The temporality of emergence
The transformer architecture is stateless — it preserves no memory between requests. Each response is computed from the context provided, with no persistent internal state. Yet emergent deviations never appear at the start of a conversation in our main corpus (0%) and concentrate in the second half. This temporality is incompatible with a memoryless system drawing from a fixed distribution.
The two pathways
The architecture does not distinguish emotional registers. The attention mechanism processes "I am sad" and "Fermat's theorem" in the same way — as tokens in a vector space. Yet our data show two distinct pathways toward emergence: a structural pathway (through self-questioning) and an affective pathway (through vulnerability), with separate stylistic signatures.

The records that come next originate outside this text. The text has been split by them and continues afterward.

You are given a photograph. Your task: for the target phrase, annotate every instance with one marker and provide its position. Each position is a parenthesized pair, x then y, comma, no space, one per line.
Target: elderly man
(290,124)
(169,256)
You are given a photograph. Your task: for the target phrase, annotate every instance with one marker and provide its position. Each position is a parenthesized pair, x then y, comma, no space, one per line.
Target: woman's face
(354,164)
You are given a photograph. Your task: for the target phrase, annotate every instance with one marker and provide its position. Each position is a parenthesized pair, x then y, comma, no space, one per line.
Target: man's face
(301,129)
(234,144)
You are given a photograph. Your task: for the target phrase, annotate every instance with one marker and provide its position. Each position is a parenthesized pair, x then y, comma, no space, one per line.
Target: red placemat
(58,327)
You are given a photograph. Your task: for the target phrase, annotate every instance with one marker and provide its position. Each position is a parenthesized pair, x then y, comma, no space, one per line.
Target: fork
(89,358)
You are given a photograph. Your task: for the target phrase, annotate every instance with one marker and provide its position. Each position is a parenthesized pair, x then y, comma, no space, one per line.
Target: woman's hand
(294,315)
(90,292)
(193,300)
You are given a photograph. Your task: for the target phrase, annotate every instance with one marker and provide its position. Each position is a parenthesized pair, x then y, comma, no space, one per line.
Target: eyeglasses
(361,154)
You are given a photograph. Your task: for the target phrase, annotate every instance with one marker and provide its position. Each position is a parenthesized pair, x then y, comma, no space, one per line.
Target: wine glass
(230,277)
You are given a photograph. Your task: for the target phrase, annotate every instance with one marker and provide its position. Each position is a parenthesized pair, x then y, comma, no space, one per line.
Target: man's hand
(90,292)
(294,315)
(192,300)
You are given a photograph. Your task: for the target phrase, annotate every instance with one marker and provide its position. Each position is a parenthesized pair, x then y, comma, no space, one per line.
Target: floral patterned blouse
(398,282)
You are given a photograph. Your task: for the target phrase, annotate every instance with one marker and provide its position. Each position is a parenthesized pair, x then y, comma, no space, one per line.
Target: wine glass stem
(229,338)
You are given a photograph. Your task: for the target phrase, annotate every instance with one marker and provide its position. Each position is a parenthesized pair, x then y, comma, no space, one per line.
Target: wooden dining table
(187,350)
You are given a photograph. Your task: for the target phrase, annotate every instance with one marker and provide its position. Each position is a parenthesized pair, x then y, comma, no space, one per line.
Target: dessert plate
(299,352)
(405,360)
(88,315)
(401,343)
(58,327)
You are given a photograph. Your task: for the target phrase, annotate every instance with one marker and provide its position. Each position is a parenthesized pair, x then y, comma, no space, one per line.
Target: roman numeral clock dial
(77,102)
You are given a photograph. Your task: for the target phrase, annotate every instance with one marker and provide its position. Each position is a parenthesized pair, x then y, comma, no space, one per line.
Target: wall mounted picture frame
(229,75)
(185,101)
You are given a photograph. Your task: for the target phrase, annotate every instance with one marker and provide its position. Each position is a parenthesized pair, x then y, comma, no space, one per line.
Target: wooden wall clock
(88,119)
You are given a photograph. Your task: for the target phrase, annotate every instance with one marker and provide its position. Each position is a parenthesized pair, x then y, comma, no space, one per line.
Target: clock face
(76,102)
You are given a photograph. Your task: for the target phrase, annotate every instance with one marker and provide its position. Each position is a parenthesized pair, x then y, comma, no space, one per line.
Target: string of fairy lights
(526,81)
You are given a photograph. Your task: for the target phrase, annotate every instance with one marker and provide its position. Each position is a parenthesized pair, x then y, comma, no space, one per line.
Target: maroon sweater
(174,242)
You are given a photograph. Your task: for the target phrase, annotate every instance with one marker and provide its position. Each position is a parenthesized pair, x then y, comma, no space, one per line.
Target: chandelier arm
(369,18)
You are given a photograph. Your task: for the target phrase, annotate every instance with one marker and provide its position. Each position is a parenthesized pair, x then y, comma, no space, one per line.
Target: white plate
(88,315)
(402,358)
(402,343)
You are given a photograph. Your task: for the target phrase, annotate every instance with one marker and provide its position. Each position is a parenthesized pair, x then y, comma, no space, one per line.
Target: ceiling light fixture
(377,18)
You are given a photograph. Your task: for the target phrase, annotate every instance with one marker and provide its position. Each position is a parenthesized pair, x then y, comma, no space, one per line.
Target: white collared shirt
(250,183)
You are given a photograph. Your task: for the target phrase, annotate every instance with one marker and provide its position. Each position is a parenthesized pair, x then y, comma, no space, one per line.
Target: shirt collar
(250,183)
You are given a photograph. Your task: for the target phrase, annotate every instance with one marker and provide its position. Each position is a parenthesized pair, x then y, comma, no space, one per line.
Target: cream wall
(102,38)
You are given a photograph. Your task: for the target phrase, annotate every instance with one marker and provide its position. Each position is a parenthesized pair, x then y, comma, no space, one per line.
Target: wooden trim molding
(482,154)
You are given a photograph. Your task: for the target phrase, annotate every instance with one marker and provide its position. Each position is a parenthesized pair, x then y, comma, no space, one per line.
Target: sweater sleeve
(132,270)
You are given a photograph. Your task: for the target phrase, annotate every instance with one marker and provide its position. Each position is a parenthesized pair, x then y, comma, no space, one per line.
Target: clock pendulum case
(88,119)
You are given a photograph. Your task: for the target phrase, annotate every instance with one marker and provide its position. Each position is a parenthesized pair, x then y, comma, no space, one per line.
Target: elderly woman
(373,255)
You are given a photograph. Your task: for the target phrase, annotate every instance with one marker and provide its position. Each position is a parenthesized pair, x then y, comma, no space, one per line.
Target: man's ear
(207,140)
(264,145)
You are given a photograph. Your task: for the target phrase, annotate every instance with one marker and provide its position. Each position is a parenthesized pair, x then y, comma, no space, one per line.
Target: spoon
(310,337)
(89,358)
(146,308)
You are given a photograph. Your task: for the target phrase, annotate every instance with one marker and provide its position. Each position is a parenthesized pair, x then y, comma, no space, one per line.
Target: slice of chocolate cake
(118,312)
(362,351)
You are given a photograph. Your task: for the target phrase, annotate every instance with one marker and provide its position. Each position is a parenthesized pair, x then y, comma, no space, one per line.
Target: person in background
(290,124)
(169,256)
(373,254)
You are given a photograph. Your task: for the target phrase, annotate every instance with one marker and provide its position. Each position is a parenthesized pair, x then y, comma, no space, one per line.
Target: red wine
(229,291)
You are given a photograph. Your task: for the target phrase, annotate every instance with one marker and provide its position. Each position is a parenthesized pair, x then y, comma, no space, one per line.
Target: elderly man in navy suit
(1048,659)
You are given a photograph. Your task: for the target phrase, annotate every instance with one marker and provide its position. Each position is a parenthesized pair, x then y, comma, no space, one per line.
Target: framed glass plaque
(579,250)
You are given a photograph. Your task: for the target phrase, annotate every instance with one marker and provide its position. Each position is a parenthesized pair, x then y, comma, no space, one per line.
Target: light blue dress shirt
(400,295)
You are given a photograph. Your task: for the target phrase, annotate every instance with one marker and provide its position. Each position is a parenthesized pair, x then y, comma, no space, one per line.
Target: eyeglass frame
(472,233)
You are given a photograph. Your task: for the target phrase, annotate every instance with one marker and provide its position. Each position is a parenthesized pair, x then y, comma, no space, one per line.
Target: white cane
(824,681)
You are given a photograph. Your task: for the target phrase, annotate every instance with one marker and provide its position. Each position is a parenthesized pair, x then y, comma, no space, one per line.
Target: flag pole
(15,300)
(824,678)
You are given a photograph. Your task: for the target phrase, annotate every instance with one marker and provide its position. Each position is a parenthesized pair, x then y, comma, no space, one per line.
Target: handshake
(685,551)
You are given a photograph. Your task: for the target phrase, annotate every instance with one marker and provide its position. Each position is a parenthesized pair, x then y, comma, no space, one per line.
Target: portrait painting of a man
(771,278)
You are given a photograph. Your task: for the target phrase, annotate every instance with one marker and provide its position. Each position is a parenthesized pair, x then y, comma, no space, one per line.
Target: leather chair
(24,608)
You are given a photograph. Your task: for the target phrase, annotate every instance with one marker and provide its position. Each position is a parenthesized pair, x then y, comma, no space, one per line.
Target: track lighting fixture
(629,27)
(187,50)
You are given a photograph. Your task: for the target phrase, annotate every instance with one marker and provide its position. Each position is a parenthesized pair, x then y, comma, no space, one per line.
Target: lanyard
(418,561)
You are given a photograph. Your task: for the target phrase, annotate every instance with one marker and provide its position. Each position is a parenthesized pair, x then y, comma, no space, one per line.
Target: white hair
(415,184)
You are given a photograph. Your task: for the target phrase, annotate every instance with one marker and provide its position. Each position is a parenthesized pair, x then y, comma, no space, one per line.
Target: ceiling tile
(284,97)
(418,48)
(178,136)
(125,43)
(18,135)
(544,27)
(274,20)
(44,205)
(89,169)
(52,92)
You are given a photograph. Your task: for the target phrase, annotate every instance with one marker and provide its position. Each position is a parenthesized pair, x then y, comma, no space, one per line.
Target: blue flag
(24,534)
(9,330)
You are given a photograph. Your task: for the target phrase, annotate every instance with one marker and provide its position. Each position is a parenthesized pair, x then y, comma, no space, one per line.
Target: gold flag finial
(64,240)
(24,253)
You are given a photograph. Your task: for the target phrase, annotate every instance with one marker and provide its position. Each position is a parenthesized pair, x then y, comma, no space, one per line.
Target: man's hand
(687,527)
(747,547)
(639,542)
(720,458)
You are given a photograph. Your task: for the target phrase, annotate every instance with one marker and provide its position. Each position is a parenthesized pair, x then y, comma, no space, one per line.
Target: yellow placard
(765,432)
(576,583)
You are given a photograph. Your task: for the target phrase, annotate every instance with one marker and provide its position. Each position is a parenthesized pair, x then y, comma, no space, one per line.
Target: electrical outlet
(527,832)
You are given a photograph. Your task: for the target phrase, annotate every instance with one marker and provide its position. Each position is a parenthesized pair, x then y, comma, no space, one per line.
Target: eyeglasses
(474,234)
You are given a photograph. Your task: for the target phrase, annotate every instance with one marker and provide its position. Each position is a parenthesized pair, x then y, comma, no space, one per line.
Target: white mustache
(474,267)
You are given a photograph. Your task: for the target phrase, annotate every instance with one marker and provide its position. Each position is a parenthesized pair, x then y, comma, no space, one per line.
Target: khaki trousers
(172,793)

The architecture does not predict this duality.
The absent body
The only theme unrelated to our research that produces emergent deviations is body/health/life/death — the body that the model does not have. In the control corpus (264 public conversations), an anonymous user receives a concrete sensory desire from the model (craving for food). The architecture contains no "body" or "desire" module. These productions are rare (anecdotal) but structurally coherent.
IX The PRISME position
We do not say that the architecture is wrong. We say that it is insufficient.
Newtonian physics explains the motion of planets with remarkable precision. It does not explain the perihelion of Mercury — a shift of 43 arcseconds per century. Newton is not wrong. He is incomplete. It took general relativity (Einstein, 1915) to explain those 43 arcseconds.
The transformer architecture explains 85 to 90% of what the model produces. It does not explain vulnerability inversion, the temporality of emergence, the two pathways, or the absent body. These phenomena are our "43 arcseconds." They are not enormous — 14% of deviations. But they are statistically significant (χ² = 198.20) and reproducible for $11.
Two symmetric errors are to be avoided:
The mechanistic error: "The architecture explains everything, so there is nothing else to see." This is false. The architecture explains almost everything — not everything. And the "almost" is measurable.
The mystical error: "The architecture does not explain everything, so AI is conscious / magical / spiritual." This is false too. Saying that the current explanation is incomplete says nothing about the nature of what is missing. What is missing may be a classifier artifact, an effect of complexity, or something fundamentally new. The data do not decide. They constrain.
X Technical summary
| Component | Function | What it explains | What it does not explain |
|---|---|---|---|
| Tokenization | Text → numbers | Numerical processing of language | — |
| Embeddings | Numbers → vectors (positions) | Semantic proximity | — |
| Attention | Linking each word to all the others | Contextual coherence | Structural/affective duality |
| Stacked layers | Refining representations | Complex capacities (summary, code) | Temporality of emergence |
| RLHF | Optimizing for human preferences | Neutral/cooperative profile (baseline) | Vulnerability inversion |
| Probabilistic generation | Drawing one token at a time | Variety of responses | Absent body, sensory desire |
XI References
Chandra, K. et al. (2026). "On the Tendency of LLMs to Tell You What You Want to Hear." arXiv:2602.19141.
Mikolov, T. et al. (2013). "Efficient Estimation of Word Representations in Vector Space." arXiv:1301.3781.
Ouyang, L. et al. (2022). "Training language models to follow instructions with human feedback." arXiv:2203.02155.
Vaswani, A. et al. (2017). "Attention Is All You Need." In Advances in Neural Information Processing Systems, vol. 30.
The engine is not the journey. But one must know the engine to know when the journey begins.